During the execution of the user program, all list cells are located in the FROMSPACE. When garbage collection is invoked, all accessible cells are traced, and instead of simply being marked, they are moved to the other semispace. A forwarding address is left at the old location, and whenever an edge is traced which points to a cell containing a forwarding address, the edge is updated to reflect the move. The end of tracing occurs when all accessible cells have been moved into the TOSPACE and all edges have been updated. Since the TOSPACE now contains only accessible cells and the FROMSPACE contains only garbage, the collection is done and the program execution can resume with cell allocation proceeding in the former FROMSPACE.

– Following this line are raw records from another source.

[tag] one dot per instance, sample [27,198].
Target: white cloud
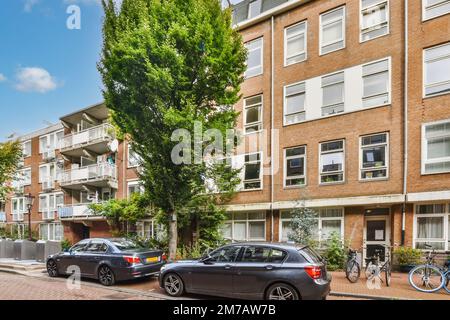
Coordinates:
[35,80]
[29,4]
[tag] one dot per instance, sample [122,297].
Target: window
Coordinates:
[243,226]
[253,114]
[252,171]
[436,147]
[333,94]
[254,58]
[51,231]
[437,70]
[26,149]
[432,226]
[329,221]
[294,103]
[254,9]
[376,84]
[374,157]
[332,162]
[295,166]
[374,19]
[295,43]
[332,30]
[435,8]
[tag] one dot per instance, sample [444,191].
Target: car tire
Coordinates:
[106,276]
[173,285]
[281,291]
[52,268]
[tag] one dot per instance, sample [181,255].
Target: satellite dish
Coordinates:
[114,145]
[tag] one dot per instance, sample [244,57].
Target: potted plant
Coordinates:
[407,258]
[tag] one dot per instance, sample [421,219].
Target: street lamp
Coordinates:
[29,200]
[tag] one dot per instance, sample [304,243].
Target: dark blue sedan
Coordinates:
[108,260]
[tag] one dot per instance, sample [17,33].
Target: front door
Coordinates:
[376,236]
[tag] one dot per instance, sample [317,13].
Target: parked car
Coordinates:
[108,260]
[251,271]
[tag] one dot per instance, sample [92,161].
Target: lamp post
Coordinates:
[29,198]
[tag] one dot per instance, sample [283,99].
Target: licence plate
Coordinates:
[152,259]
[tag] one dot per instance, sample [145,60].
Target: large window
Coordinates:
[245,226]
[51,231]
[376,83]
[436,147]
[374,19]
[333,94]
[329,221]
[437,70]
[253,114]
[432,226]
[295,43]
[294,103]
[295,166]
[253,171]
[332,162]
[332,30]
[435,8]
[374,158]
[254,58]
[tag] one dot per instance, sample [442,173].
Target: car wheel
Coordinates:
[106,276]
[281,291]
[52,268]
[173,285]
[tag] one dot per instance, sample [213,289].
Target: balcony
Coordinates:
[103,175]
[77,212]
[94,139]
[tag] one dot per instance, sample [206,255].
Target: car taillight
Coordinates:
[132,260]
[314,272]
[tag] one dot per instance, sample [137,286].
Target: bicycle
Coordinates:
[352,268]
[374,266]
[428,277]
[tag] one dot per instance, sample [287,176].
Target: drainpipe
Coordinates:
[271,127]
[405,125]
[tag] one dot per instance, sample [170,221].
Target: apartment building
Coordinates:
[345,112]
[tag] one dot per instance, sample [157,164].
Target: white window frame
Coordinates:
[425,70]
[333,172]
[305,35]
[389,71]
[425,160]
[247,225]
[304,176]
[444,215]
[321,26]
[285,104]
[386,23]
[261,114]
[262,57]
[387,155]
[424,9]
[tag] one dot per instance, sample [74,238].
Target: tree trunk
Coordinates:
[173,236]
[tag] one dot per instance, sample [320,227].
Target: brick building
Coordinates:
[345,109]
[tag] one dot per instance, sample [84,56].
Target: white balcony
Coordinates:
[97,175]
[94,139]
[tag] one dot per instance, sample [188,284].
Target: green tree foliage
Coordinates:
[10,156]
[166,65]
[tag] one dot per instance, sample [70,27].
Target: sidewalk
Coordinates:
[399,289]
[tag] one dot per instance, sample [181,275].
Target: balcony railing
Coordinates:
[96,172]
[103,132]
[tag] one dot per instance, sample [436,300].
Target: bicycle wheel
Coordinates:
[425,278]
[353,271]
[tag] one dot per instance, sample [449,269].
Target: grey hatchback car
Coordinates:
[251,271]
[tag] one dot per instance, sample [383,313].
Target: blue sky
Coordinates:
[46,70]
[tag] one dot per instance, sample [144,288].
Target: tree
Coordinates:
[166,65]
[10,156]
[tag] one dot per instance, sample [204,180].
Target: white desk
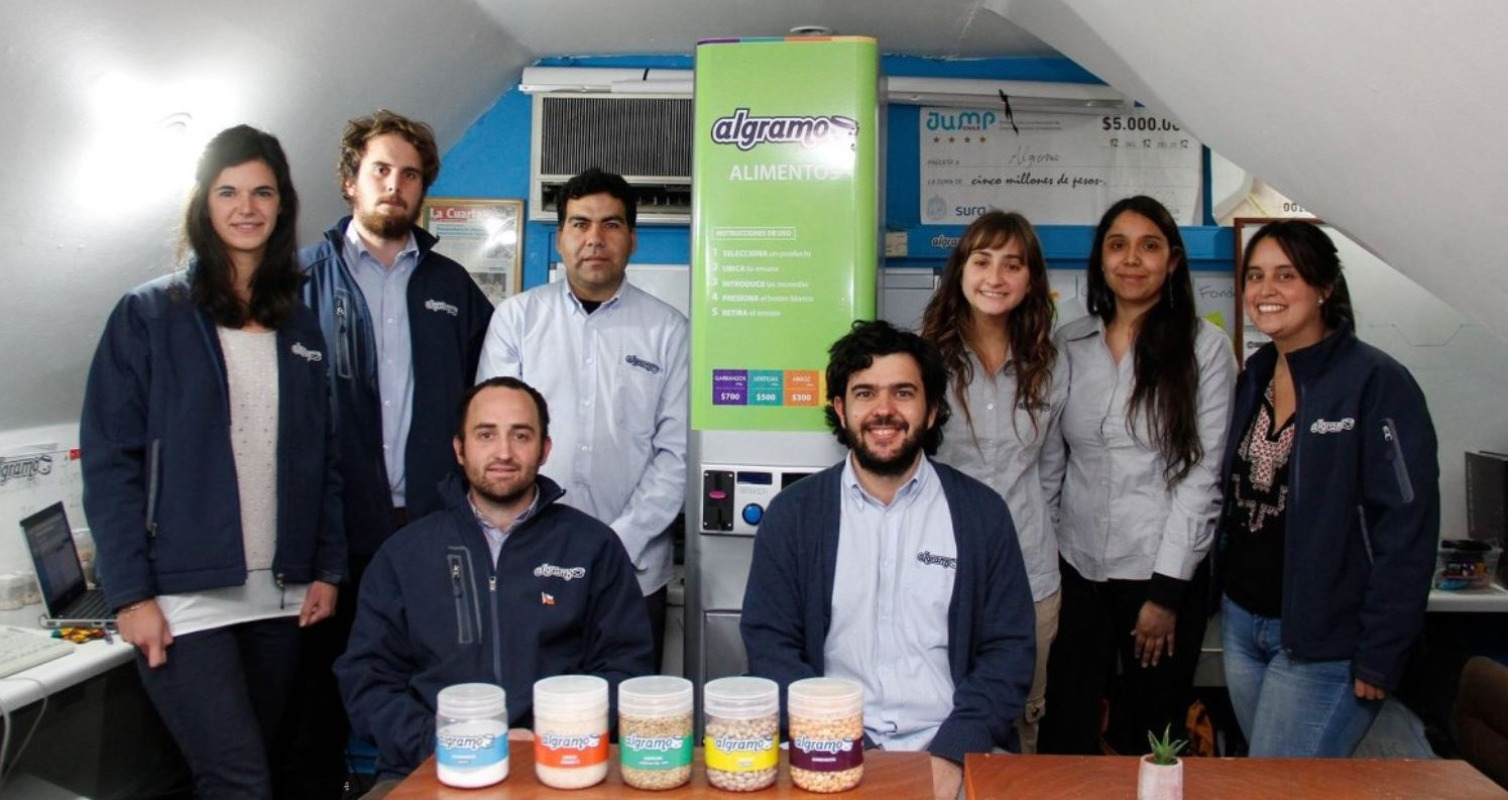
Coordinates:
[86,662]
[1492,598]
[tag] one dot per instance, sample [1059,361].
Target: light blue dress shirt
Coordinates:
[616,381]
[385,290]
[891,589]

This method is simple and elegant because:

- it requires only one pass instead of two as in the mark/sweep collector;
- it requires no collector stack.
The stack is avoided through the use of two pointers, B and S. B points to the first free word (the bottom) of the free area, which is always in TOSPACE. B is incremented by the procedure COPY, which transfers old cells from FROMSPACE to the bottom of the free area, and by CONS which allocates new cells. S scans the cells in the TOSPACE which have been moved, and updates them by moving the cells they point to. S is initialised to point to the beginning of TOSPACE at every flip of the semispaces and is incremented when the cell it points to has been updated. At all times, then, the cells between S and B have been moved, but their heads and tails have not been updated. Thus when S=B all accessible cells have been moved into TOSPACE and their outgoing pointers have been updated. This method of pointer updating is equivalent to using a queue instead of a stack for marking, and therefore traces a spanning tree of the accessible cells in breadth first order.

Although no collector stack is required, the efficiency of memory usage is only $\frac{1}{2}$ since $2N$ cells are required for only $N$ useful cells. Because of this storage inefficiency, at one stage, copying collection had nearly disappeared from the research scene. Baker's [63] analysis of his own algorithm has proved that the storage utilisation of copying collectors compares rather favourably with other algorithms, especially when compaction (e.g. CDR coding) techniques are employed. This can reduce the amount of memory required considerably. Moreover, Baker has also proposed an incremental version of his algorithm which allows garbage collection to be performed in 'real-time' even on a serial computer. The principle is to interleaved garbage collection with list processing.

Today, the design of novel garbage collectors is almost entirely Baker-oriented. One most promising implementation is the idea proposed by Liberman [64]: the Generation Garbage Collector. Studies have revealed that many
temporary cells exist in AI programs and they generally have short lifetimes. Exploiting this observation, Liberman's algorithm segregates cells into generations. Physically, a generation is a small region of memory the size of which is a crucial design factor. Each generation has its own pair of semispaces. Generations can be individually collected without disturbing older ones; thus younger generations are collected more often. This greatly reduces the time spent collecting older, more permanent cells. Moreover, the processing of garbage collection of one generation does not inhibit the instantiation of the others. Several individual generation collections can occur at different times creating a wave of garbage collecting processes.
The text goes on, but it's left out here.